Murder Trial Verdict: Convicted in Missing Body Case

CHRISTCHURCH, New Zealand – David Benbow was found guilty of murdering his childhood friend Michael McGrath seven years ago, despite no body, no murder weapon, no DNA, and no confessions. This was the sixth murder conviction in New Zealand without a body. Benbow’s conviction raised significant questions about how law enforcement investigates cases without tangible evidence. The McGrath family expressed relief at the verdict but still yearned for closure without Michael’s body. The case highlighted the challenges of prosecuting “no body” homicide cases, especially when convicting someone based solely on circumstantial evidence.

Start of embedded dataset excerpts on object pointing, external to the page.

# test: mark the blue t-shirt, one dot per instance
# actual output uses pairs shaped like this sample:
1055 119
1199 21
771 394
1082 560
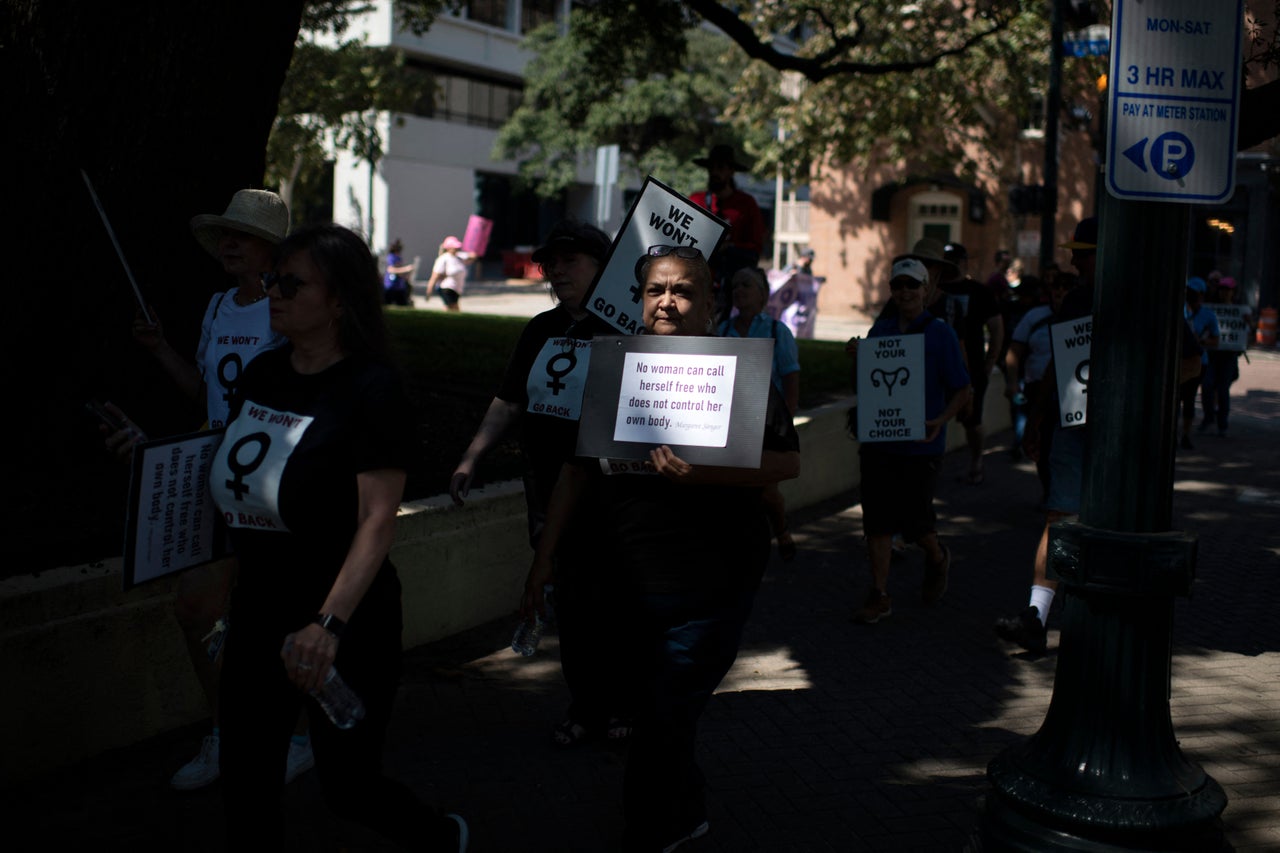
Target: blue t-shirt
944 375
1201 320
786 354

The absence of a body poses a significant challenge for prosecutors, as it is often difficult to prove the cause of death in homicide cases. The lack of physical evidence also makes it harder for families and friends to come to terms with their loved one’s death and receive closure. In some jurisdictions, laws have been proposed to deny parole to offenders who refuse to disclose the location of a victim’s body. However, critics argue that such laws could lead to wrongful convictions.

Former Crown solicitor Brian Dickey pointed out the difficulties in prosecuting cases without a body, as it becomes harder to prove the circumstances surrounding the victim’s death. New South Wales, Australia, implemented a “no body, no parole” law to provide closure to families of homicide victims, allowing them to bury their loved ones. However, such laws carry potential risks for individuals wrongfully convicted.

The case of Yanfei Bao, which turned into a homicide investigation and led to a kidnapping and murder charge, further highlighted the complexities and challenges of prosecuting cases without a body. As these cases demonstrate, the absence of a body in homicide investigations continues to pose legal and emotional challenges for law enforcement, families, and the justice system. The resolution and closure of these cases often hinge on the ability to locate the victim’s remains and establish the cause of death.